Roy était une personne spéciale, une personne rare. C'était un homme vraiment authentique, doux et attentionné. Et on ne trouve pas cela dans le monde du divertissement ou dans le secteur dans lequel je travaille depuis des années. Et il m'a embrassé très jeune. J'étais juste ce gamin maladroit qui appelait son émission de radio et lui demandait : « Pourquoi as-tu aimé Caddyshack ? parce que j'avais cette stupide connaissance encyclopédique du cinéma, et il a trouvé quelque chose en moi. Il m'aimait bien et j'appelais régulièrement son émission. Finalement, il a commencé à partager avec moi des laissez-passer pour des projections de films que WGN Radio et Roy parraineraient et animeraient.
J'ai toujours été impressionné par ses connaissances, sa drôlerie et son accessibilité. J'ai commencé à lire des critiques de cinéma assez jeune, Gene Siskel et Roger Ebert ici à Chicago, mais on ne pouvait pas appeler Gene et Roger et leur poser des questions. Tu pourrais appeler Roy. Il était accessible et j’ai trouvé que c’était vraiment sympa.
Il m'a demandé de venir passer un entretien pour le poste de producteur de son émission de radio. Je n'ai pas obtenu le poste. Évidemment, je n’étais pas qualifié pour cela et je ne le méritais pas. Et il m'a appelé personnellement et il m'a dit : « Ecoute, je pense que tu as quelque chose. Peut-être que tu n'es pas fait pour être mon producteur, mais j'en suis au point maintenant où j'en ai marre de voir de la merde. Tu vas voir de la merde. Tu aimes ces films d'horreur, et tu aimes ces trucs de kung-fu. Pourquoi ne pas revoir ces conneries et le faire dans mon émission ? »
C'était en mars 1985. Et le premier film que j'ai officiellement revu en tant que critique de cinéma professionnel, grâce à Roy Leonard, était « Vendredi 13, partie 5 ».
C’est donc le genre de gars qu’il était. Il a trouvé quelque chose qu'il aimait chez ce gamin maladroit qui a quitté Columbia, a travaillé à l'épicerie Jewel et lui a dit : « Ouais, tu peux revoir des films merdiques pour moi. » Et c'est comme ça que ça a commencé. Finalement, j'ai évolué jusqu'à ce que je sois invité dans les émissions d'autres personnes sur WGN, puis je suis devenu le co-critique de cinéma officiel de son émission. Et puis tout cela a conduit à une carrière de plus de 35 ans chez WGN en tant qu'hôte et à ce que je fais maintenant. Donc je dois tout à Roy.
Donc, de la façon d'être un pro de la radiodiffusion à la façon de devenir une meilleure personne, c'est ce que j'ai appris de Roy.
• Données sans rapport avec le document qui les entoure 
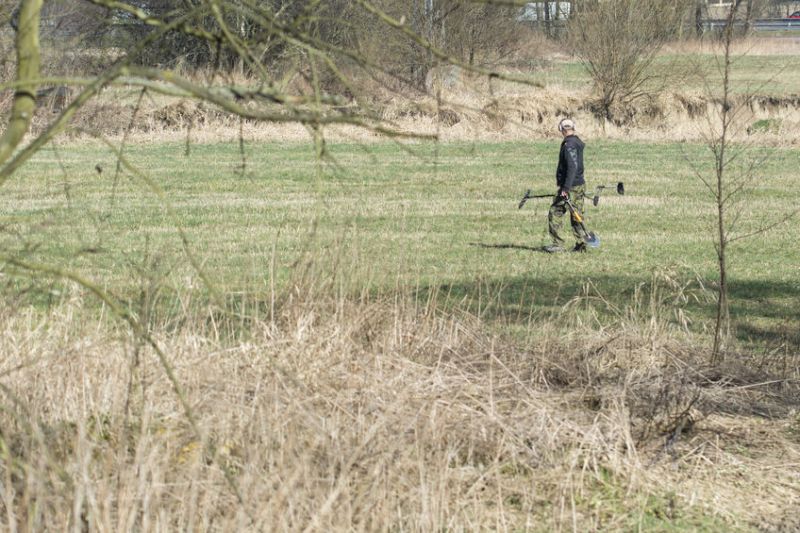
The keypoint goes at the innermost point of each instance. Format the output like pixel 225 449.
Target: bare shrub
pixel 617 41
Vous avez travaillé comme acteur, metteur en scène et dramaturge. Qu’en avez-vous appris sur la narration et que vous apportez à votre point de vue de critique ?
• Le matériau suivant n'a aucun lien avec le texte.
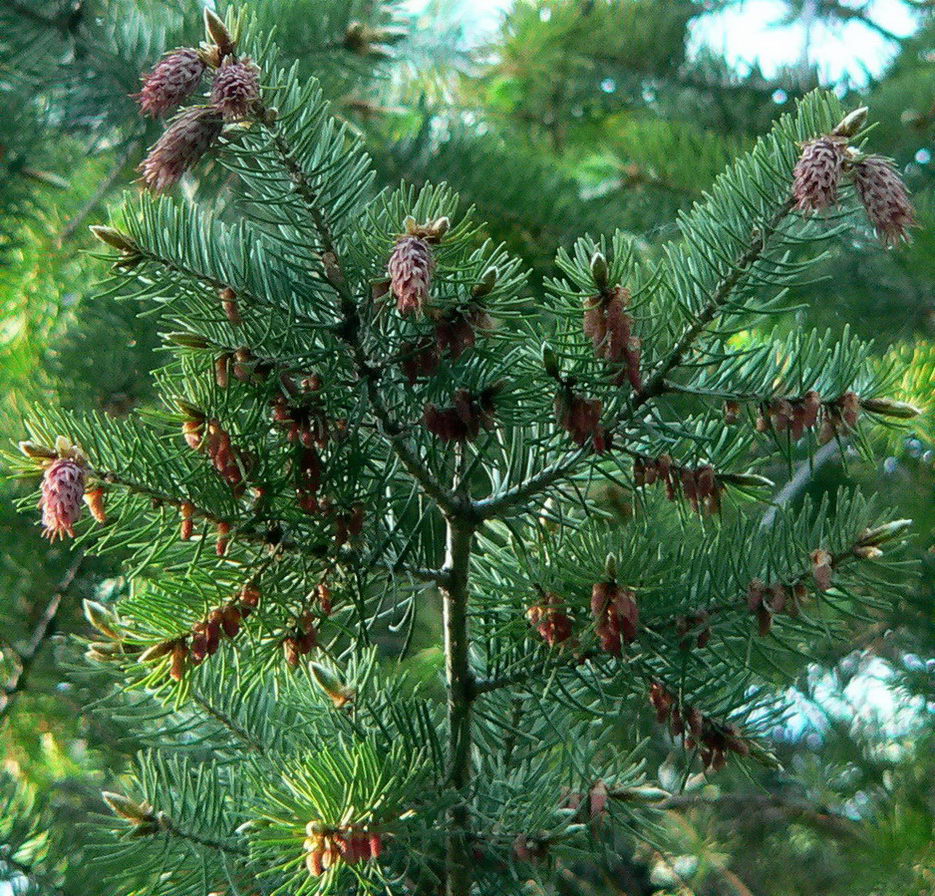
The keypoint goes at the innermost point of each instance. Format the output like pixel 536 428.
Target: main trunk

J'en parle un peu dans le livre car lorsque j'ai commencé à travailler dans le théâtre, j'ai suivi des cours d'improvisation au Players Workshop et j'ai ensuite obtenu mon diplôme de Second City. C'était à la fin des années 80 et au début des années 90. Et puis j’ai rejoint le Factory Theatre en 1993. J’ai commencé à regarder le cinéma un peu différemment. Lorsque cela s’est produit, j’ai réalisé à quel point il est difficile de raconter clairement une histoire.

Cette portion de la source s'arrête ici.